Flâneur. Quelqu'un qui vagabonde dans la ville afin de l'expérimenter. En errance volontaire.

— T'as la moindre idée d'où on va ? demandé-je à l'intention de Chloé.

Je l'ai croisée dans la cage d'escalier de l'immeuble. Elle rejoignait sûrement Tristan pour la soirée, mais elle a changé ses plans pour m'accompagner promener. Aujourd'hui, ses cheveux sont relevés en un chignon brouillon. Elle porte un pull gris oversize qui lui tombe au milieu des cuisses.

— Peu importe, rétorque-t-elle en passant son bras dans le mien. Si la vie t'offre des citrons, fais une citronnade. Puis trouve quelqu'un à qui la vie a offert de la vodka et organisez une méga teuf ensemble.

Aucun rapport avec ma question, mais pourquoi pas. Dans sa vision de l'univers, la vie s'apparente à une fête, et j'admire profondément son état d'esprit. Le problème, c'est que si la vie est une fête, alors je suis la piñata.

— J'aimerais être aussi insouciante que toi.

— On se ressemble plus que tu ne le crois, choupette.

Choupette. Un surnom innocent, mais il n'existe qu'une autre personne au monde qui m'appelait ainsi : ma mère. Inévitablement, j'ai le sentiment d'asphyxier en repensant à elle. Je suis libre de me balader à ma guise, néanmoins je ressens toujours la même détresse dans mon cœur. Je suis convaincue que tous mes tourments s'évaporeront quand je l'aurai retrouvée, mais...

— Arrête de ruminer, me coupe Chloé. La vie est trop courte pour être triste.

Mon amie a raison. Chassant ma mère de mon esprit, je lui demande si elle connaît le coin.

— Plus tant que ça, rétorque la blonde. Je sais juste que les boutiques ferment bientôt, donc il faut se bouger si on veut s'amuser un peu.

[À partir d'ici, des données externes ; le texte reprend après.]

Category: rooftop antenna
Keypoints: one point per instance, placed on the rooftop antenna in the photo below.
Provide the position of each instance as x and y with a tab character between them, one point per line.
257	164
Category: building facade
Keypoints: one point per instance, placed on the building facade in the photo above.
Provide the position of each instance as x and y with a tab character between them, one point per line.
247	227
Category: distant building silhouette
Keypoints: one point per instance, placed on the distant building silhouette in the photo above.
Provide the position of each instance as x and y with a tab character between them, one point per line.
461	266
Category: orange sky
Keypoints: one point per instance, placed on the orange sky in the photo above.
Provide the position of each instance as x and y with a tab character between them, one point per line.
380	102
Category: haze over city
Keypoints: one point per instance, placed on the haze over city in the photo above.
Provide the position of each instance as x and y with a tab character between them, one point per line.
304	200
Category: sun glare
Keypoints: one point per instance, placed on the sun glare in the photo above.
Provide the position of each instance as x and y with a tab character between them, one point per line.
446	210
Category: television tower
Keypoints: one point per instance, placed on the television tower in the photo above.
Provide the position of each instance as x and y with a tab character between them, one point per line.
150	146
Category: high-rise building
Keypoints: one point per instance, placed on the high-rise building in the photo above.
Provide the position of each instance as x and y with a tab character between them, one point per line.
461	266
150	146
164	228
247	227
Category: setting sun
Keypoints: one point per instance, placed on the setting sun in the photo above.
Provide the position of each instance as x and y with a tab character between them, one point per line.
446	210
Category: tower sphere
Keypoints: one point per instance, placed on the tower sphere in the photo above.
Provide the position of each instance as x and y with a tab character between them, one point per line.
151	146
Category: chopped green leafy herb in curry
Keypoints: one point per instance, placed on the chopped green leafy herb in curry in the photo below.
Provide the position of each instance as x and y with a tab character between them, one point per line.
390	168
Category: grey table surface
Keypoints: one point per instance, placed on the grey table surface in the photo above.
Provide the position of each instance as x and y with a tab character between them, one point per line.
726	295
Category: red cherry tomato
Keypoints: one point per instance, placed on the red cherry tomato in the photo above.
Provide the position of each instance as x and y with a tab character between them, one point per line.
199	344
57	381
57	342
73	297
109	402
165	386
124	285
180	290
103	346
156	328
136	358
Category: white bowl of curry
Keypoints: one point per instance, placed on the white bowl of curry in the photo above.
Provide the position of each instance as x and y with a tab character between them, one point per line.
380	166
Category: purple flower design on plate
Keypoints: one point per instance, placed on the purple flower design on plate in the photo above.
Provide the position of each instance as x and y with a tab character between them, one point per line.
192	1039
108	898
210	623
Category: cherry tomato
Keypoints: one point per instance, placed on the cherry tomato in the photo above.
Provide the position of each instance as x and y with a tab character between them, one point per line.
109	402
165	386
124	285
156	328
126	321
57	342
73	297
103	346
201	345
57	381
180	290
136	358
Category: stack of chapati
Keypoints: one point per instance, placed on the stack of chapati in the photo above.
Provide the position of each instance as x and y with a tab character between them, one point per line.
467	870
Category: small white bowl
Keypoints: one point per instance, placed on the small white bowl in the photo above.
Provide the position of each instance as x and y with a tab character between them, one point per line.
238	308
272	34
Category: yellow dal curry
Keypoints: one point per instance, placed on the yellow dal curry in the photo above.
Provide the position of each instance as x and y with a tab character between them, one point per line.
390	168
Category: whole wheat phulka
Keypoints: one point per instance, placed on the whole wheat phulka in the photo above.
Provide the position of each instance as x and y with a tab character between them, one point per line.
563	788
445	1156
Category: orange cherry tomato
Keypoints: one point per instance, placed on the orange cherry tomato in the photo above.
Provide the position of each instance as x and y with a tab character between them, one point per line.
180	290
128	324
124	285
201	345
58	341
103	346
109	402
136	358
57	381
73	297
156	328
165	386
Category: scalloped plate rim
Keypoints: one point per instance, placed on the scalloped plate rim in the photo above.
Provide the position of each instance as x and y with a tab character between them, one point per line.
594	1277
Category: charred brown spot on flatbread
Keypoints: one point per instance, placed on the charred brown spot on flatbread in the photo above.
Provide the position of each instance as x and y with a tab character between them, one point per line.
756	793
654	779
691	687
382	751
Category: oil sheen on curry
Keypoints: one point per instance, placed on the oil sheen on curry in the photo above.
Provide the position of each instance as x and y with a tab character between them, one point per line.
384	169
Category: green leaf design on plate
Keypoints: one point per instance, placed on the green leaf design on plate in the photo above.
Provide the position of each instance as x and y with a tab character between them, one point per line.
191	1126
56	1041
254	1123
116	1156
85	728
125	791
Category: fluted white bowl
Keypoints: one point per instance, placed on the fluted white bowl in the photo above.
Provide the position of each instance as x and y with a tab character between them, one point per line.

Ni une ni deux, nous bondissons sur le trottoir comme des gamines qui pénètrent dans un parc pour enfants. L'air frais de ce début de soirée me galvanise. L'idée que je peux aller partout m'étourdit de bonheur.

Partout, putain.

Le soleil vient de se coucher, mais la rue bourdonne de vie. Tout semble... plus. Le sol est plus ferme sous mes Doc Martens, les lampadaires plus lumineux, les effluves de nourriture provenant des restaurants plus prégnants de possibilités. Je me sens... vivante. Électrique.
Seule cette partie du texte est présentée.